In both cases, prosecutors used a law that allows for conviction if business leaders are found to have robbed investors of “honest services”. However, twin decisions written by Judge Ruth Bader Ginsburg rule that this law should only be applied to incidents of bribery and kickback schemes.

Referring to Black, the ruling concludes: “We vacate the judgment of the court of appeals and remand the case for further proceedings.”

The decision affects three counts of fraud for which Black was convicted by a Chicago jury. He still faces a hurdle in that he was also found guilty of obstructing justice by removing boxes of evidence from his Toronto office in defiance of a court order.

Once friendly with society figures ranging from Margaret Thatcher to Henry Kissinger, Black once described the case against him as hanging “like a toilet seat” around the necks of prosecutors.

His legal team has never been pleased to have its case lumped in with Skilling, even though it appealed almost simultaneously to the supreme court on the same legal grounds.

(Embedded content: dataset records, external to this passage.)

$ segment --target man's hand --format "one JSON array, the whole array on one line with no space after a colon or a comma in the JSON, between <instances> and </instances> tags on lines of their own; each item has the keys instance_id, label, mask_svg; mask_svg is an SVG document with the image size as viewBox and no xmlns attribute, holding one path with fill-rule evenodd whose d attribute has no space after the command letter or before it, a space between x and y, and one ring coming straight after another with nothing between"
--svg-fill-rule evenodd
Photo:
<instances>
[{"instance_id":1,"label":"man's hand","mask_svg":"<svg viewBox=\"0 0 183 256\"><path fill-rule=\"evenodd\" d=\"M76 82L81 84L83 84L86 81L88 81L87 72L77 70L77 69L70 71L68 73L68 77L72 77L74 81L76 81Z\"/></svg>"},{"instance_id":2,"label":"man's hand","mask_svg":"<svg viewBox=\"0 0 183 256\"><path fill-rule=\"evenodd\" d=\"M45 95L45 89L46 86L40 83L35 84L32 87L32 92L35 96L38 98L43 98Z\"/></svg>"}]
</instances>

Skilling was convicted in 2006 on 19 counts of fraud, conspiracy, insider trading and lying to auditors. His co-accused, former Enron chairman Ken Lay, died of a heart attack while awaiting sentencing.

Ginsburg’s ruling, which is written on behalf of a majority of the supreme court’s 11 judges, says her decision does not necessarily mean the Enron chief’s convictions should be overturned.